Prigozhin’s Putsch Propped up Putin  - from The Bulwark, may deflate some of those who thought Putin would soon be gone.

With Affirmative Action Gone, We Should Focus Admissions Policies on Poverty, which is the second time I read something along these lines. I cannot find the other; the memory is going. Anyway, I suggest the article, especially if this point hits you between the eyes.

What’s true in housing values tends to be true in other areas of concern. In a recent book, Carol Graham of the University of Maryland and Brookings Institution finds that non-college-educated whites display higher levels of distress and hopelessness than black and Hispanic Americans, and appear to be substantially less likely as individuals, families, and communities to make the investments in education and training that would allow them to advance socially and economically. If the key factors driving poverty are unrelated to race, then it would make sense to move away from approaches to poverty that focus on rooting out systemic racism (which, I hasten to add, is a real problem) and toward systemic disadvantage that looks for the causes of persistent poverty wherever it occurs. In addition to helping us see the causes and effects of poverty more clearly and design better remedial policies, deracializing poverty would also very likely have the benefit of broadening the base of public support for programs that improve access to opportunity for all disadvantaged people.

Then I was on a phone call and then back here trying to find an old friend. 

I closed out the night checking out the blog Janet Reid, Literary Agent for advice on query letters. I made some changes to the one I started. 

I redesigned the blog. I liked the old design because it let everyone see what all was on the site. That is the posts, the side menus were a little too obscure. Now that I have started the email subscription service made that obscurity a problem. 

I am going to be a bit harsh here, if you were getting emails from notifying you of updates, these emails will end. I assume anyone who doesn't want to subscribe to the weekly newsletter, does not want any emails updates. That means I have been imposing on you, I apologize for this.

Then I decided to check out Google News. That crashed Firefox, and I decided it was time to call it a day.

Saturday morning has been a slow crawl. I did not want to get out of bed, and so I did not until 40 minutes after the alarm first went off. It is gray, overcast, drizzly outside. Still, I walked down to McClure for caffeine and nicotine.

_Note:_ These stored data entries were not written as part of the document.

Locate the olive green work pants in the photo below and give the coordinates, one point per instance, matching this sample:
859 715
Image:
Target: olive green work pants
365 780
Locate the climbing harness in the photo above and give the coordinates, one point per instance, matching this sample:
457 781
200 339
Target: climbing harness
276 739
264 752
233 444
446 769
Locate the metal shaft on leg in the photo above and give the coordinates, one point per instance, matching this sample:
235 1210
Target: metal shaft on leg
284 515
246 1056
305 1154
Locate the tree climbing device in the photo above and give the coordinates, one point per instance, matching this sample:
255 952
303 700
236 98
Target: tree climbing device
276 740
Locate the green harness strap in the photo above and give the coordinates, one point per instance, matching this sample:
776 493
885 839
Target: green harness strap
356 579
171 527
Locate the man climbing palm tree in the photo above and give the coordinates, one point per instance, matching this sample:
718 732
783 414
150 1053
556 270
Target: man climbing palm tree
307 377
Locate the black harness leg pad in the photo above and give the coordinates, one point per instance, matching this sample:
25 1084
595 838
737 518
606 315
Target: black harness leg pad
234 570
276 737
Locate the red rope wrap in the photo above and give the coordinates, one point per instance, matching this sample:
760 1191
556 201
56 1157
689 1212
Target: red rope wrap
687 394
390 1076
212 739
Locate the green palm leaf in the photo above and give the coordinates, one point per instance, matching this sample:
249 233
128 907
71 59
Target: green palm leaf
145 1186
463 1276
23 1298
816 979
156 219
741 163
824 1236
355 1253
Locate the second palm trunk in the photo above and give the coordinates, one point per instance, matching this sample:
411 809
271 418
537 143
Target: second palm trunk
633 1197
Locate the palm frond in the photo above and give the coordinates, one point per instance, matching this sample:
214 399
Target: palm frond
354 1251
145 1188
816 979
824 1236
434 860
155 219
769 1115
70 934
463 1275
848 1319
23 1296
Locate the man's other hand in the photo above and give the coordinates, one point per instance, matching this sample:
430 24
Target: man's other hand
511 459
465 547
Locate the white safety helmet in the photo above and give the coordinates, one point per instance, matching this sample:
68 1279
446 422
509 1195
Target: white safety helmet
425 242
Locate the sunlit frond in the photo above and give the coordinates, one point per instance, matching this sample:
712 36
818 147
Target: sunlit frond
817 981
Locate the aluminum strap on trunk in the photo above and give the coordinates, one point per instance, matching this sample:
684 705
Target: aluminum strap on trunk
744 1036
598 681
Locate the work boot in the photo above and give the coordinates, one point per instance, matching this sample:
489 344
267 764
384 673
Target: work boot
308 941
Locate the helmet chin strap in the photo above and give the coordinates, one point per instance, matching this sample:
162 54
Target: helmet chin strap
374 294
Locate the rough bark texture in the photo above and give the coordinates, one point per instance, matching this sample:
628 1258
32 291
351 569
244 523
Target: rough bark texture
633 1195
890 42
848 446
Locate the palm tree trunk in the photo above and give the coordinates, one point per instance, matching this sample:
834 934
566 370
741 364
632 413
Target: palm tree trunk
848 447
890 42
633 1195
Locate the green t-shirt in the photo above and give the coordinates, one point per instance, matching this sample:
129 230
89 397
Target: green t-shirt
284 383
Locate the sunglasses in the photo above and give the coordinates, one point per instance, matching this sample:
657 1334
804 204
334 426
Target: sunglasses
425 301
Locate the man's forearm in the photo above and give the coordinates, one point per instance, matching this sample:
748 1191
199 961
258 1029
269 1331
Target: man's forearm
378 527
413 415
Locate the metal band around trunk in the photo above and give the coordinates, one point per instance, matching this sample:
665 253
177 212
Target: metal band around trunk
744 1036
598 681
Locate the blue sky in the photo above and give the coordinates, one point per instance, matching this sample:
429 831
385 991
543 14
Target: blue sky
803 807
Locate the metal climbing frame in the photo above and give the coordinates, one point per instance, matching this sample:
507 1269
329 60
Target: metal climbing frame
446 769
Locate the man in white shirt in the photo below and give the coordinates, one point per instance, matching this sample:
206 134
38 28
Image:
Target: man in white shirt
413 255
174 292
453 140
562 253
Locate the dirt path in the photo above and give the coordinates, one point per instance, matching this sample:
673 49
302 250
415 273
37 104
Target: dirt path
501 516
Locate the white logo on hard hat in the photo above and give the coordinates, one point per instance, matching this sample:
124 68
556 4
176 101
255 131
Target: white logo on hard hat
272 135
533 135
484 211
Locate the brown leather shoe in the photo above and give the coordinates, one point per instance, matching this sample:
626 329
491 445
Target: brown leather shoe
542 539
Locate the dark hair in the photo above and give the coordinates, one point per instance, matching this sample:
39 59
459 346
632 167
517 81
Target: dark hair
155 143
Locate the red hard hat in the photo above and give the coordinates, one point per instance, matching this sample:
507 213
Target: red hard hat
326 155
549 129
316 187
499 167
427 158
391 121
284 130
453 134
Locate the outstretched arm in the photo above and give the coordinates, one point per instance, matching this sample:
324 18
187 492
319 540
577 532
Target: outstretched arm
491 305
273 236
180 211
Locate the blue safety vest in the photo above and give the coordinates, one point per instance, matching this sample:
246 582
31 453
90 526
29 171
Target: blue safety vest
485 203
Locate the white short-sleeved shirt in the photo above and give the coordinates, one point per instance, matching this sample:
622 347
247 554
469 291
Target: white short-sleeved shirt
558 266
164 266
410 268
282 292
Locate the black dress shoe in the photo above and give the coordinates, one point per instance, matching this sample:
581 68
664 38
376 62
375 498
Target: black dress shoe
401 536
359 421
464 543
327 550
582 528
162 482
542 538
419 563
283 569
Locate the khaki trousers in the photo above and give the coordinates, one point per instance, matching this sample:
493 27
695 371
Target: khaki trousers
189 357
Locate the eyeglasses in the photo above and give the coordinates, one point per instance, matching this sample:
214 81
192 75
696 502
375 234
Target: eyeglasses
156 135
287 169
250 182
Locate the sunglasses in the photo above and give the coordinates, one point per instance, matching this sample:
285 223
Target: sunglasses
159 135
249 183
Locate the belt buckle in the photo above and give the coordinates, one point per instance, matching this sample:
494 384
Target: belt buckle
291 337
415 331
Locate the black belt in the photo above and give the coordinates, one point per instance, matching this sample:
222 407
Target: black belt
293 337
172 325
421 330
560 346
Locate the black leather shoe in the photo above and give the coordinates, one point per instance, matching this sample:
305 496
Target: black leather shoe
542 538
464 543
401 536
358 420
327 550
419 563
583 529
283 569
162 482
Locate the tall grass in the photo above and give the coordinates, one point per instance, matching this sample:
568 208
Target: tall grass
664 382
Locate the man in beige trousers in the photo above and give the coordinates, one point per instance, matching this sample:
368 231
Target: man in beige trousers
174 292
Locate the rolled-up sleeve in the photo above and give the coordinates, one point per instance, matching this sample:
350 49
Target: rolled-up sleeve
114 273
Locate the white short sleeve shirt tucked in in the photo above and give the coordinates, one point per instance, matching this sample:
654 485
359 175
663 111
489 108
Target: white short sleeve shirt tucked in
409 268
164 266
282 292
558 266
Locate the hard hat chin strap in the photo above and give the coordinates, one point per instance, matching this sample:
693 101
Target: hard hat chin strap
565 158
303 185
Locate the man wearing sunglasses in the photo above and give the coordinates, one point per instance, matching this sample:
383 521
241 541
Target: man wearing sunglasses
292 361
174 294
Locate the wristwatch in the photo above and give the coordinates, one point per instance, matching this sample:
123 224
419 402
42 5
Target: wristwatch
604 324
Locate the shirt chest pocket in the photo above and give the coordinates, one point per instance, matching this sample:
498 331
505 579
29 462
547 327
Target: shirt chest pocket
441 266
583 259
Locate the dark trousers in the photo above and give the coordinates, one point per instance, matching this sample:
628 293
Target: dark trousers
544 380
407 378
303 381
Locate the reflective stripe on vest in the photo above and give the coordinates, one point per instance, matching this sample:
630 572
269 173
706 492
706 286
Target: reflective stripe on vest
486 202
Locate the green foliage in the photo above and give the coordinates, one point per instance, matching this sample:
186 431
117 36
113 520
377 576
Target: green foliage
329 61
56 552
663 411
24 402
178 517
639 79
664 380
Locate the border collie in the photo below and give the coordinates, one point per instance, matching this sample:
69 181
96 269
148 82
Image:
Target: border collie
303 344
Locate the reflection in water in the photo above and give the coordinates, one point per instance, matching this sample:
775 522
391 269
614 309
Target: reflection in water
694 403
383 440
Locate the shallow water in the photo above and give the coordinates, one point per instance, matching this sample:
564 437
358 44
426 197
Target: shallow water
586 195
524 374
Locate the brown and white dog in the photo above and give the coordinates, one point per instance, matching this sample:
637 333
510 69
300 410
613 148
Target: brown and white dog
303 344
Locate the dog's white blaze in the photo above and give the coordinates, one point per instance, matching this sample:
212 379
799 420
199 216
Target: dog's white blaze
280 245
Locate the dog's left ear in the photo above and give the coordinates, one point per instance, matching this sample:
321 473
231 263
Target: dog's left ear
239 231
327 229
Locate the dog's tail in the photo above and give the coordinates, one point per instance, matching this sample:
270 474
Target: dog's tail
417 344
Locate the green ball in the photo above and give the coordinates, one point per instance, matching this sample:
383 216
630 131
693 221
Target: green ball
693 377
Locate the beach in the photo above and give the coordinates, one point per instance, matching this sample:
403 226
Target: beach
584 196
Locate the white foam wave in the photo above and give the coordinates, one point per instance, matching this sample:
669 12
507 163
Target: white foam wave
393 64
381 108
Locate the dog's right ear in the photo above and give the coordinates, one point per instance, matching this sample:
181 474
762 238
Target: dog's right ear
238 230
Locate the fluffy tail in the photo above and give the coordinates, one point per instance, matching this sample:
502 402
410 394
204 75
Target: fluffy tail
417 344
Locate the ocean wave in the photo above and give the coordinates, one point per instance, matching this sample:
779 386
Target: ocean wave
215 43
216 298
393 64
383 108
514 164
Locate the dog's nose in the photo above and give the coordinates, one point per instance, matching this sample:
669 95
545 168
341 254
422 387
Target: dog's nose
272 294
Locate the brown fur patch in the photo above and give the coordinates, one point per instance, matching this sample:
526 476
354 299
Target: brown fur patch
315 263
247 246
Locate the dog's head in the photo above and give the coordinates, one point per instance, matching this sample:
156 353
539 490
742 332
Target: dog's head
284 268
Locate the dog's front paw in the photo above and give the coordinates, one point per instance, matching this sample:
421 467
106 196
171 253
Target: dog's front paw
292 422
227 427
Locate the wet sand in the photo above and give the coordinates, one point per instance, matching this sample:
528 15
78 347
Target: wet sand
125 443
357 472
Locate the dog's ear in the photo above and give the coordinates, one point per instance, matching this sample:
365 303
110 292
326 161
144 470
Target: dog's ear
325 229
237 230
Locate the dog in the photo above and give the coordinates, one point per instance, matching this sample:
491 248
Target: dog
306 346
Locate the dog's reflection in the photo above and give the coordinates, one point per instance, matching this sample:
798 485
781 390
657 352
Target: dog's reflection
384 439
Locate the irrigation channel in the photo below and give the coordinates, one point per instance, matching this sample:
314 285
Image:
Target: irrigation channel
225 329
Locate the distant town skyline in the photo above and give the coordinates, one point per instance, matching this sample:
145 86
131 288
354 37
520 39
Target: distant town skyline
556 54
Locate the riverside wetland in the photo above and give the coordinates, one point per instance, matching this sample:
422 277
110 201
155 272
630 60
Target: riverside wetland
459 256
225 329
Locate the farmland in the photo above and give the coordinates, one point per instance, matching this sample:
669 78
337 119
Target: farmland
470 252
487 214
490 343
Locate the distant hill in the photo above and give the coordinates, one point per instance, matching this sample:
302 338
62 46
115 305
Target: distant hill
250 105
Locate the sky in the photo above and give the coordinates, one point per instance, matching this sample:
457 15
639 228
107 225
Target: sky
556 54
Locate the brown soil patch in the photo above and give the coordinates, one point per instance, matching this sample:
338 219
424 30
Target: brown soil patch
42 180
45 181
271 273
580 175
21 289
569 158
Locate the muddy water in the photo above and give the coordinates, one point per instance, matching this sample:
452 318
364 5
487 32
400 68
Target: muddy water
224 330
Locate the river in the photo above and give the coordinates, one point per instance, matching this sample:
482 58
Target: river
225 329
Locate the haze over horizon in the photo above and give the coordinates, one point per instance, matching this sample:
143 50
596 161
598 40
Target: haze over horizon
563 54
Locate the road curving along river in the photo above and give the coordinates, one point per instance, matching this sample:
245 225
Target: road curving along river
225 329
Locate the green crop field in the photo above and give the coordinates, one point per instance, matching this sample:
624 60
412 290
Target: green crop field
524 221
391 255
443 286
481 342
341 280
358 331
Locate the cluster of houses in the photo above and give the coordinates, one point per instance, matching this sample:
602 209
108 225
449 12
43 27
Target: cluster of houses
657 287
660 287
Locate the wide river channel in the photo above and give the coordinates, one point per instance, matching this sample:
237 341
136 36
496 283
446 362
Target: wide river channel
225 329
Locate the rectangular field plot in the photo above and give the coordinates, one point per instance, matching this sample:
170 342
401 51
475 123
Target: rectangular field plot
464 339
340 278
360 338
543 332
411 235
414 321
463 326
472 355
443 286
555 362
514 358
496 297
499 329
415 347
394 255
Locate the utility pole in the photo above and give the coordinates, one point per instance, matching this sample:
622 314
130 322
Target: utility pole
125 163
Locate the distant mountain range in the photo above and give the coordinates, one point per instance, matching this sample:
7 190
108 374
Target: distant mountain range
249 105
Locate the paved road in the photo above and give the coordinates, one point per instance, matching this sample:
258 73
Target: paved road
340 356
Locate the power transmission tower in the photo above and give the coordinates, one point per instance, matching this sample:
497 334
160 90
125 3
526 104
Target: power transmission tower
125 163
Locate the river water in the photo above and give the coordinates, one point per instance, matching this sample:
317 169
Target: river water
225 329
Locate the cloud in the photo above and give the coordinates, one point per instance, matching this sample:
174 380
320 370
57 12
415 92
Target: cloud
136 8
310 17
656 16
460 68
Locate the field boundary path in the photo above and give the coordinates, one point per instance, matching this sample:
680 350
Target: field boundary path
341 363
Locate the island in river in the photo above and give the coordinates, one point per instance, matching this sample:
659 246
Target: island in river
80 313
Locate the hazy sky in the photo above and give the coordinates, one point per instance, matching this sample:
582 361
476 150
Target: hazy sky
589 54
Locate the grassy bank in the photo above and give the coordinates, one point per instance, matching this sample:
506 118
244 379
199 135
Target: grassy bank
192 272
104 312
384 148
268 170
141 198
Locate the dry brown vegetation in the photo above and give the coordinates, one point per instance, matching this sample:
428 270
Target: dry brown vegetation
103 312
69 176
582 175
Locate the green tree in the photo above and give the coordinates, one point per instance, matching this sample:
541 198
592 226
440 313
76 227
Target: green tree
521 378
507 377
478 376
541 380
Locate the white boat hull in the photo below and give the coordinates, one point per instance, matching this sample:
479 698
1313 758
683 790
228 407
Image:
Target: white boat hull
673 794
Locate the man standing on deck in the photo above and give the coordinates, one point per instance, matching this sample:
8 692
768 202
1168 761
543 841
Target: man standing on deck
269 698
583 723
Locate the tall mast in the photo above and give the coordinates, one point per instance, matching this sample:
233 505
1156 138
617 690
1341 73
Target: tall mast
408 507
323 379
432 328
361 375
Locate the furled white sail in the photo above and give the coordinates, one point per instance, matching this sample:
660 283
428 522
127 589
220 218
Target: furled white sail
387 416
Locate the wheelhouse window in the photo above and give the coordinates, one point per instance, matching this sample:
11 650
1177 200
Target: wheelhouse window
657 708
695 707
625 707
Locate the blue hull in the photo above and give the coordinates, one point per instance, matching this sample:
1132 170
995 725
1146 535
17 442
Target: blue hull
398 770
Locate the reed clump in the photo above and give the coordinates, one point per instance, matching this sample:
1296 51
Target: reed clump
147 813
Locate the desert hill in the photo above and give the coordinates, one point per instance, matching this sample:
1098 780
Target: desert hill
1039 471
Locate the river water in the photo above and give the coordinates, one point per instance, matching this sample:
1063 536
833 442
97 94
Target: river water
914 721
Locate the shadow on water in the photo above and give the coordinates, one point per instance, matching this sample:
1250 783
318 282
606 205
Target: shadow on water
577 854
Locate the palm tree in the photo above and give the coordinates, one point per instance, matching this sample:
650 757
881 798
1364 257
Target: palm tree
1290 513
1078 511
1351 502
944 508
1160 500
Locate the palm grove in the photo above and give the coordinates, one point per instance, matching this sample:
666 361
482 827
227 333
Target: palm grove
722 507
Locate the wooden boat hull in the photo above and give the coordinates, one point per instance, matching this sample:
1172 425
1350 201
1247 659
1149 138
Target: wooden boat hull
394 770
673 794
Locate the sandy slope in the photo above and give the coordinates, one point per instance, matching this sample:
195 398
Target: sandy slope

I knocked off what is new on the email. What I have found: a site for Irish obituaries; that Todd Rokita continues to shoot off his mouth, Indiana AG Todd Rokita calls out Target over LGBTQ+ support. We fact-check his claims. (more on this later); and Untold Dylan published A Dylan cover a Day: Shelter from the Storm

Now, it is time to work on my query letter and get this on the blog.

I talked my sister into coming down for the farmer's market. I think some grocery shopping needs to be done. I want to buy a crock pot.

After that, I will put time in on the pretrial detention journal with the hope of getting back on track with that in the coming weeks. I need to get paper moved. It also has the benefit of giving my brain a rest - I just need to type and not get too upset at my prose.